Which brings us back to Mommy pacing the living room with her clipboard while Daddy slams Miller Lites to replenish moisture lost from the nervous gambling sweats.

Or, maybe it will be different this year. Maybe the Little One’s presence in our lives will cause us to rethink our priorities and consider the impact our behavior will have on her future. The fact that she owns zero Arizona Cardinals onesies indicates there may still be shreds of rationality lurking beneath our sagging couch cushions. Gone as well this year are our Cardinals tickets, though this has more to do with our tailgating buddies leaving town than it does with responsible parenting. On the other hand, it’s looking like full steam ahead with the bacon cheddar lite beer triple teaser parlay bonanza.

At least there’s no fantasy football league in my life. I may be an irresponsible hedonistic degenerate, with a complete lack of will power and a busted moral compass. But I’m not a loser.

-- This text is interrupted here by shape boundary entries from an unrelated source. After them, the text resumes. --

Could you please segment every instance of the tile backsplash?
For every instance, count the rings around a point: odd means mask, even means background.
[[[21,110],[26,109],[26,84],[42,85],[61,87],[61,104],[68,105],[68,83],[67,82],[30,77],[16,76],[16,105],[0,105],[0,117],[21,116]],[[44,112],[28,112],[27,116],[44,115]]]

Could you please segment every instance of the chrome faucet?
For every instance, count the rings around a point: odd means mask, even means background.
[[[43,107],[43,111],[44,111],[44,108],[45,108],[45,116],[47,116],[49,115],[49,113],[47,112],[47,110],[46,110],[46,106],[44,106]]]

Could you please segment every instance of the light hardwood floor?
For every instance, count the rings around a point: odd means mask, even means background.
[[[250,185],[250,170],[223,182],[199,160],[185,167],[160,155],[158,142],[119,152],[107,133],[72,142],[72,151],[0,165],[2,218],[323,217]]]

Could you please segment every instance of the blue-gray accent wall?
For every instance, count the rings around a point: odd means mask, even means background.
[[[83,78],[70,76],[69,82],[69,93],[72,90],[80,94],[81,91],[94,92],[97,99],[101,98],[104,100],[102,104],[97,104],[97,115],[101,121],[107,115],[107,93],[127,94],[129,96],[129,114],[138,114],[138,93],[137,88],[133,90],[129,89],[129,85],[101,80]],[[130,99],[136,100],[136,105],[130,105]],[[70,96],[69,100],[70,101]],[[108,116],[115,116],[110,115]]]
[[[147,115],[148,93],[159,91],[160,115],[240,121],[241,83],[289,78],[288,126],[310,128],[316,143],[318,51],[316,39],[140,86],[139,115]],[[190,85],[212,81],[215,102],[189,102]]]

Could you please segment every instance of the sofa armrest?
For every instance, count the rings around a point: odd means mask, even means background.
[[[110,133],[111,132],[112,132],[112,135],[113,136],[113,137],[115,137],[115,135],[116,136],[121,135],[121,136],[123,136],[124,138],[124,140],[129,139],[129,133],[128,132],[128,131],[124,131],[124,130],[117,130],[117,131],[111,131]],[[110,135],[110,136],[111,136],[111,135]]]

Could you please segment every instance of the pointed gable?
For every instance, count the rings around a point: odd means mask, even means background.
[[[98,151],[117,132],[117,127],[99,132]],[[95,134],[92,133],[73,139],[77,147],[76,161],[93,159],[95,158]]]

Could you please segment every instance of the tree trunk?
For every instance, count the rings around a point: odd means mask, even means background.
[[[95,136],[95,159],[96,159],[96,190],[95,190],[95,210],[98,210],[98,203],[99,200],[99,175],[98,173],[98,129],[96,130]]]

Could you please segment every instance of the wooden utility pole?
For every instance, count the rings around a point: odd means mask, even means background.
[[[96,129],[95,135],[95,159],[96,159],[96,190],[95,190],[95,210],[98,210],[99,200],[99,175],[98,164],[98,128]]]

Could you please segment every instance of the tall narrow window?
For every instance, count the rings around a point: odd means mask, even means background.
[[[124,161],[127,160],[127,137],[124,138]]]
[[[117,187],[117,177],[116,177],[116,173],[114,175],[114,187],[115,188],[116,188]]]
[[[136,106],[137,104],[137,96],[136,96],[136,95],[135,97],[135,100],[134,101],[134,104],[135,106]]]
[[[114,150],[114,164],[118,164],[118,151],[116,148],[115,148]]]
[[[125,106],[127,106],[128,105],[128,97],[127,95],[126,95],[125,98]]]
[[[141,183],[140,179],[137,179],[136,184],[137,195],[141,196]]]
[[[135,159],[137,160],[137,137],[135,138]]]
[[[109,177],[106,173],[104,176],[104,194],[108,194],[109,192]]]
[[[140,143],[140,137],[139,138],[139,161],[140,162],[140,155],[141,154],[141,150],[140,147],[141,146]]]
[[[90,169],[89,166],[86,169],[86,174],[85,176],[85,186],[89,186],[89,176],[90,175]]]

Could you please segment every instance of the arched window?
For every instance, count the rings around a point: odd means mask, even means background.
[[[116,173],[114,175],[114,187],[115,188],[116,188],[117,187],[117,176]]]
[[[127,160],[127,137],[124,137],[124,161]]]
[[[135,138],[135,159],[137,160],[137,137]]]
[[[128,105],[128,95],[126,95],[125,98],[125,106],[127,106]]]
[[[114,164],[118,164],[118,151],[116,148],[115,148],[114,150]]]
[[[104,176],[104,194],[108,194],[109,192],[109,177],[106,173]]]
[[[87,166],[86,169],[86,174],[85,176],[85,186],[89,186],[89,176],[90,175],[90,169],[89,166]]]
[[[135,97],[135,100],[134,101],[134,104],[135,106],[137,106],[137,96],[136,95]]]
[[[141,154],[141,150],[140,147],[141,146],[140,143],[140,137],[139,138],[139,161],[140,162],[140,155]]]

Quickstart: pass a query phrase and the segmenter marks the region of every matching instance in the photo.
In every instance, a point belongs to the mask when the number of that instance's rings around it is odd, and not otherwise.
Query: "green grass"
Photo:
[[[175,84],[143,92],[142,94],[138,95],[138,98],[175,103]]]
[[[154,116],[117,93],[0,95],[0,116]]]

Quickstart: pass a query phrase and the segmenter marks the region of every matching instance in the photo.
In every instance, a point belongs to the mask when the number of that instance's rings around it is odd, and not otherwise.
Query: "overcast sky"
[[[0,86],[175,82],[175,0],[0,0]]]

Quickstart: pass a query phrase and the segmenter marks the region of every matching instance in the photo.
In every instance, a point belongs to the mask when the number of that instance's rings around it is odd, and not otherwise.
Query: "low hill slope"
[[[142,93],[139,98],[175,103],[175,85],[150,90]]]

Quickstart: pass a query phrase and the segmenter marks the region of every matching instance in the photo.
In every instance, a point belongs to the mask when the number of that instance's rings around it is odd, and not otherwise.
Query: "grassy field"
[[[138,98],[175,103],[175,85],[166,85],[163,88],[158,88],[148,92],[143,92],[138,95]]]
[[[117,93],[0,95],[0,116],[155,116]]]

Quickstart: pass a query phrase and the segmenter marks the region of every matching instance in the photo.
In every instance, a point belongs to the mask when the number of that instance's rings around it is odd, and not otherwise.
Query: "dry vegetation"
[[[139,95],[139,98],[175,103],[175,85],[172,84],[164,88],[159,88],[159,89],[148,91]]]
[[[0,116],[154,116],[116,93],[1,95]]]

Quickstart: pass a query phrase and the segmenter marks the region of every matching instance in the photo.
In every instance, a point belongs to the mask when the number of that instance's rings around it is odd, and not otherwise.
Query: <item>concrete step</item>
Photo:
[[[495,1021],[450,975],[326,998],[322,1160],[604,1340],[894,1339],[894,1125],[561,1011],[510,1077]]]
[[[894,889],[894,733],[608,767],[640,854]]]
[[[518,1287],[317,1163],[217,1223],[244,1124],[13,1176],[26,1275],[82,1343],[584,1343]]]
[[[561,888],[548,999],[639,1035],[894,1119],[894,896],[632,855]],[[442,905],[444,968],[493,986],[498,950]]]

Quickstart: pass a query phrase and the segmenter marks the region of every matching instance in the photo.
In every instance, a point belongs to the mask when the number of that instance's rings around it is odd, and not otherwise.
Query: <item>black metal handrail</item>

And don’t fret, Little One. Your dad exaggerates for effect. Your dad writes a satirical, self-deprecating blog post. He would never actually gamble online, or drink a lot, or root for the Arizona Cardinals. Or follow their punter on Twitter. Or watch San Diego Chargers pre-season games to see what Ken Whisenhunt looks like in pale blue and yellow. Or completely stop watching baseball even though his home team is on a historic run and could very well win the World’s Series. That’s just not your father.